As I read the thread on "mica" I remembered that as a child in Pistoia I used the word often.  But we didn't pronounce the "c".  We said "mia".  This was done with all words containing a hard c sound ( dico, Coca cola, etc.). The soft c sound was pronounced as "sh" ( bicicletta became bi*sc*icletta, bacio was ba*sc*io, etc) People from all over the area spoke the same way. Is this an actual dialect?  If so, how wide spread is it?

Marco


----------



## Idioteque

Marcone said:
			
		

> As I read the thread on "mica" I remembered that as a child in Pistoia I used the word often.  But we didn't pronounce the "c".  We said "mia".  This was done with all words containing a hard c sound ( dico, Coca cola, etc.). The soft c sound was pronounced as "sh" ( bicicletta became bi*sc*icletta, bacio was ba*sc*io, etc) People from all over the area spoke the same way.
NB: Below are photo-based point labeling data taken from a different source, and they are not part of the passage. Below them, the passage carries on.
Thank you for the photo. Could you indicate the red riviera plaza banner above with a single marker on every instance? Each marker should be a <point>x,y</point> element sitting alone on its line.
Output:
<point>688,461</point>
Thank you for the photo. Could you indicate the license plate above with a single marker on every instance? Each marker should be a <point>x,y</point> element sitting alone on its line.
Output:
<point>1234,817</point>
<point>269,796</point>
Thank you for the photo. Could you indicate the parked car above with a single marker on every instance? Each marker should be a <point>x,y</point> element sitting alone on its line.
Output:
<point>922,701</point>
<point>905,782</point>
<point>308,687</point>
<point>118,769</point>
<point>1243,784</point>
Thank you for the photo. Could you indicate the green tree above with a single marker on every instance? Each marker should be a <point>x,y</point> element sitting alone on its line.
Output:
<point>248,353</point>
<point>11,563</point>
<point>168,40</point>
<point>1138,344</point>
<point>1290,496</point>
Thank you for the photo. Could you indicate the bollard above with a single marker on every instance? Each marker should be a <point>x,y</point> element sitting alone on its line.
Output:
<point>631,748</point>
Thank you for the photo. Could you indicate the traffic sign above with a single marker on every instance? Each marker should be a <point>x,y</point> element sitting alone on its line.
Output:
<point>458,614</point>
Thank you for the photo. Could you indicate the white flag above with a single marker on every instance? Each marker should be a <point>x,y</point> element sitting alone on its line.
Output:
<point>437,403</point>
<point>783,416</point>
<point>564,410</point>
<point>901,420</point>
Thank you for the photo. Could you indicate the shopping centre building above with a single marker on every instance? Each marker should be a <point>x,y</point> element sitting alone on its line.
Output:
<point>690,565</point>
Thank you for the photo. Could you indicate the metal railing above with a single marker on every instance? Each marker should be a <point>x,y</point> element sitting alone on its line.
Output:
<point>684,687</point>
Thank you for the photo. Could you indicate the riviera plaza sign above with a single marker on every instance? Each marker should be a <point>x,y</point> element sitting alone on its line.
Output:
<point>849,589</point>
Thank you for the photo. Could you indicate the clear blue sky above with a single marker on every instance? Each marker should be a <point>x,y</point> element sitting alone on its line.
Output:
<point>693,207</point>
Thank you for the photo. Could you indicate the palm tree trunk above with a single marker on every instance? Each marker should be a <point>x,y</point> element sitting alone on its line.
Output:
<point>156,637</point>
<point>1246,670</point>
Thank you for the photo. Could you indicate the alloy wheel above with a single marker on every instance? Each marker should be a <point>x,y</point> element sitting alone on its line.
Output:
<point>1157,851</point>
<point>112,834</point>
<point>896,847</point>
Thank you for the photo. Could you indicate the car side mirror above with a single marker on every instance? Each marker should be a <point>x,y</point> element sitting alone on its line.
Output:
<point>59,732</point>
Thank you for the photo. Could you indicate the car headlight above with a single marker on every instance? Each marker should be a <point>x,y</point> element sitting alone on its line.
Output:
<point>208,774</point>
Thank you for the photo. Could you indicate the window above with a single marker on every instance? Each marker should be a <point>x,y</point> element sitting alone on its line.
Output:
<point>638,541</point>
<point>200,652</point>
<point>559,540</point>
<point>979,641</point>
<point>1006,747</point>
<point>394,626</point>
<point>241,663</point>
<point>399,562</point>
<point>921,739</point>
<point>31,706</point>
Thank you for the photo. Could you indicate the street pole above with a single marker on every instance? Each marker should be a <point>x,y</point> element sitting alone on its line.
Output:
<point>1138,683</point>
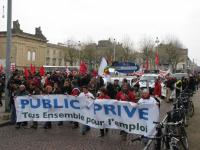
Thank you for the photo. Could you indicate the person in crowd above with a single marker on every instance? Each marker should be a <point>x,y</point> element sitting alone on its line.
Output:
<point>92,86</point>
<point>2,86</point>
<point>146,98</point>
<point>67,87</point>
<point>103,95</point>
<point>178,86</point>
<point>184,83</point>
<point>111,90</point>
<point>157,88</point>
<point>125,95</point>
<point>48,91</point>
<point>170,84</point>
<point>75,92</point>
<point>34,90</point>
<point>21,92</point>
<point>116,87</point>
<point>85,93</point>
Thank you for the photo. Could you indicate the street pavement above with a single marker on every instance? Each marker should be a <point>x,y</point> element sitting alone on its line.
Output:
<point>193,130</point>
<point>66,138</point>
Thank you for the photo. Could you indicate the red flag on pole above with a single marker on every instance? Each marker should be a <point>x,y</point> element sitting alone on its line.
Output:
<point>83,68</point>
<point>157,59</point>
<point>26,72</point>
<point>32,69</point>
<point>42,71</point>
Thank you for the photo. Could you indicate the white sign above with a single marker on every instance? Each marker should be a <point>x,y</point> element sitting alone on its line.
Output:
<point>127,116</point>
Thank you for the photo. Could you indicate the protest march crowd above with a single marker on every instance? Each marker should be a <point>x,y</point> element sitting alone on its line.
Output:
<point>89,85</point>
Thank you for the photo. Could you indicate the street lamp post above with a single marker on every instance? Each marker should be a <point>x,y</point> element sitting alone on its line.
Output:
<point>157,42</point>
<point>8,49</point>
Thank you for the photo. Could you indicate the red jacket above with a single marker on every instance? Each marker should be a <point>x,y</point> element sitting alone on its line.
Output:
<point>130,96</point>
<point>104,97</point>
<point>157,89</point>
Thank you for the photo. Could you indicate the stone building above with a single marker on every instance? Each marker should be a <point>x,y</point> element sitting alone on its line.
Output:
<point>32,49</point>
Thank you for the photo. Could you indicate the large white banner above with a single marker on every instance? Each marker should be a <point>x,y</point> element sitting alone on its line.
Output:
<point>127,116</point>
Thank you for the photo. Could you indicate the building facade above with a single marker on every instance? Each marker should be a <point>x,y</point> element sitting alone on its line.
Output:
<point>32,49</point>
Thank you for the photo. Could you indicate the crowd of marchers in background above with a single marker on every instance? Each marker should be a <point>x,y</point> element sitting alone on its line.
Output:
<point>85,85</point>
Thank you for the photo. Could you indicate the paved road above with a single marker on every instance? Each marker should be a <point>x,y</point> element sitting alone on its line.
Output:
<point>65,138</point>
<point>193,129</point>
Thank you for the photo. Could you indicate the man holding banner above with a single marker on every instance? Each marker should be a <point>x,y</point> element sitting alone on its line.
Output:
<point>87,94</point>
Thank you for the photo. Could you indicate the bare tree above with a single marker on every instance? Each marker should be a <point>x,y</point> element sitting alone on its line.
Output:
<point>146,48</point>
<point>172,52</point>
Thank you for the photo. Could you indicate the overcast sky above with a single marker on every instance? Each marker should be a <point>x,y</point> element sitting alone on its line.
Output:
<point>84,20</point>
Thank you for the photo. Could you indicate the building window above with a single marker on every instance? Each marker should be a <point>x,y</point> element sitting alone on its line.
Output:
<point>54,61</point>
<point>29,55</point>
<point>33,56</point>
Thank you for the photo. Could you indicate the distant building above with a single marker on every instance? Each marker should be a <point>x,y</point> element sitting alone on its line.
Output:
<point>32,49</point>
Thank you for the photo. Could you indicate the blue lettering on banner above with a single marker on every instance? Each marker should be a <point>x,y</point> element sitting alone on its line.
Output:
<point>97,107</point>
<point>46,103</point>
<point>143,113</point>
<point>37,105</point>
<point>119,110</point>
<point>131,112</point>
<point>72,103</point>
<point>109,108</point>
<point>24,102</point>
<point>66,103</point>
<point>56,104</point>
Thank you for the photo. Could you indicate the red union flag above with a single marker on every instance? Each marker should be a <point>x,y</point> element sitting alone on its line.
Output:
<point>83,68</point>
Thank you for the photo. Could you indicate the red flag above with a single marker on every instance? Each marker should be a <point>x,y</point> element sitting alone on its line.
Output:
<point>26,72</point>
<point>157,59</point>
<point>42,71</point>
<point>83,68</point>
<point>32,69</point>
<point>67,70</point>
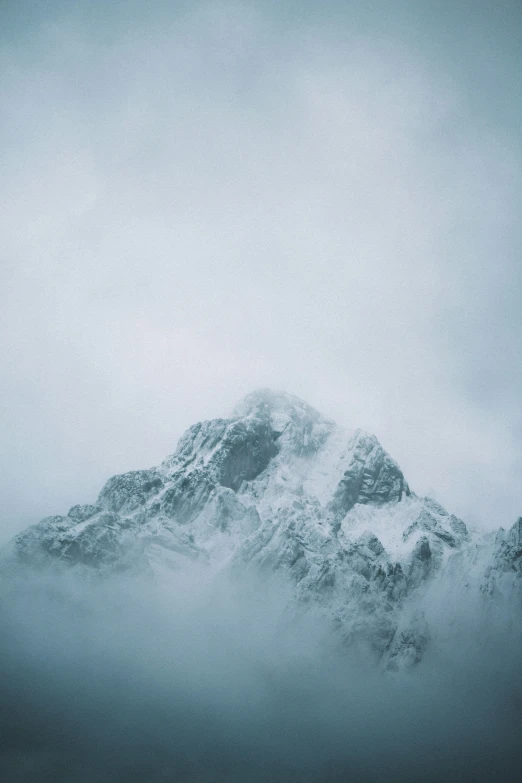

Is this an actual dialect?  If so, how wide spread is it?
> 
> Marco



Yes, Marco, it's an actual dialect... you may find this accent in Tuscany and, in a similar way, in Umbria... I looove that accent...  
In regard to the second sound you've mentioned ("sh") it's quite widespread in all the middle Italy... so it's not typical of Tuscany...  

Bye, laura


----------



## uinni

Hi!
Yes. Mica is often used in Tuscan. Italian comes actually from the "adoption" of that "dialect" as a national language, for Italy is actually made of very different "peoples" (with dialects or languages of their own, which where more or less forcedly oppressed til now -when it is too late to recover...).
So the vocabulary is very close to Italian, yet the pronounciation you describe is typical of Tuscany, for the two evolved independently.


----------



## Marcone

Mille grazie per le vostre risposte.  Mi dispiace assai che ho dimenticato così tanto.  Ma col vostro aiuto spero di ricordare quel che era la mia prima lingua.

Ciao, Marco


----------



## lsp

Idioteque said:
			
		

> Yes, Marco, it's an actual dialect... you may find this accent in Tuscany and, in a similar way, in Umbria... I looove that accent...
> In regard to the second sound you've mentioned ("sh") it's quite widespread in all the middle Italy... so it's not typical of Tuscany...
> 
> Bye, laura


I pronounced dici (as an example) with that "sh" sound you described when I started learning, and most Italians I met in my travels picked up right away that I had learned the language in Rome!


----------